Interest vs interest rates: How does it work?
Financial literacy is the key to making good financial decisions. This includes not only understanding the meaning of different financial terms but also having a clear understanding of how certain factors can impact your personal finances. In this article, we look at interest and interest rates, and how they can impact you, the average consumer.
What is interest?
Interest can be defined in 2 different ways. It is the cost of borrowing money from a financial institution such as a bank, so, for example, if you borrow money from the bank, you will be charged a percentage of the principal (the amount you loaned), and that percentage is interest.

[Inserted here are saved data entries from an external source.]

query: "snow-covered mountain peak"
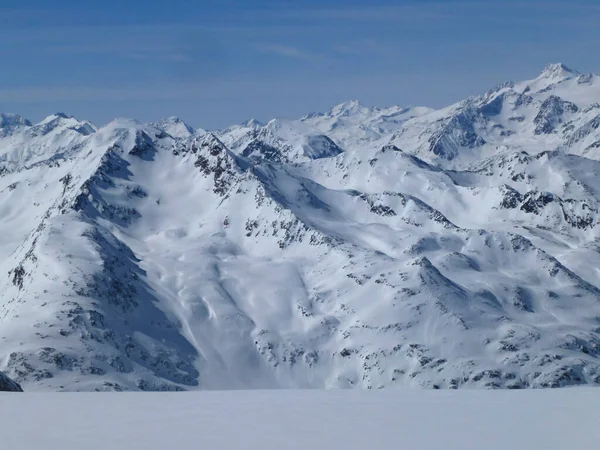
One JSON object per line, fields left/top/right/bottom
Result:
{"left": 255, "top": 118, "right": 344, "bottom": 161}
{"left": 297, "top": 101, "right": 434, "bottom": 151}
{"left": 539, "top": 63, "right": 579, "bottom": 80}
{"left": 241, "top": 118, "right": 264, "bottom": 128}
{"left": 101, "top": 117, "right": 164, "bottom": 140}
{"left": 152, "top": 116, "right": 196, "bottom": 139}
{"left": 302, "top": 100, "right": 420, "bottom": 124}
{"left": 508, "top": 63, "right": 600, "bottom": 108}
{"left": 107, "top": 117, "right": 144, "bottom": 129}
{"left": 89, "top": 118, "right": 179, "bottom": 157}
{"left": 0, "top": 113, "right": 99, "bottom": 170}
{"left": 328, "top": 99, "right": 363, "bottom": 115}
{"left": 32, "top": 113, "right": 96, "bottom": 137}
{"left": 39, "top": 112, "right": 71, "bottom": 123}
{"left": 0, "top": 113, "right": 32, "bottom": 137}
{"left": 0, "top": 112, "right": 32, "bottom": 128}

Interest is the money you earn from your savings. When you put your money in an interest-bearing bank account such as a savings account, interest is the return you receive on your savings from the bank.
The amount of money you pay or earn in interest is dependent on the following factors:
- The interest rate
- The amount of the loan
- How long it takes to repay
What is an interest rate?
Interest rate refers to the cost or return as a percentage of the amount you are borrowing or saving. Different countries have different interest rates, which change over time depending on market conditions. As of November 2021, South Africa’s interest rate rose from 3.5% to 3.75%*.

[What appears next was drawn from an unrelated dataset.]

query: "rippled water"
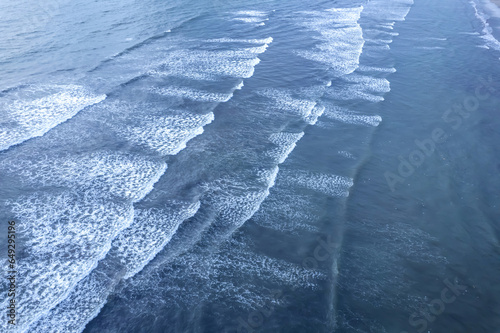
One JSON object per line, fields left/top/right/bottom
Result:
{"left": 1, "top": 0, "right": 499, "bottom": 332}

The interest rate can affect your personal finances in a number of ways. For example, when the interest rate is low, borrowing becomes cheaper, meaning more people are likely to take out loans or buy things on credit. Low interest rates can be good for the economy because people are more willing to spend money on products and services. People are also likely to have more disposable income at this time since the cost of paying back their loans or credit is low.
When the interest rate is high, borrowing is more expensive, meaning some people will either rethink the idea of borrowing or have less disposable income as they are repaying their existing loans at a higher rate. High interest rates, however, are good for those who are saving money as they will get a better return on their savings or investment accounts.
When deciding to make big financial decisions such as taking out a home loan or opening a type of savings account, you should make sure that you research the current interest rates to determine whether it is the right time to do so.
*Information correct at date of publication.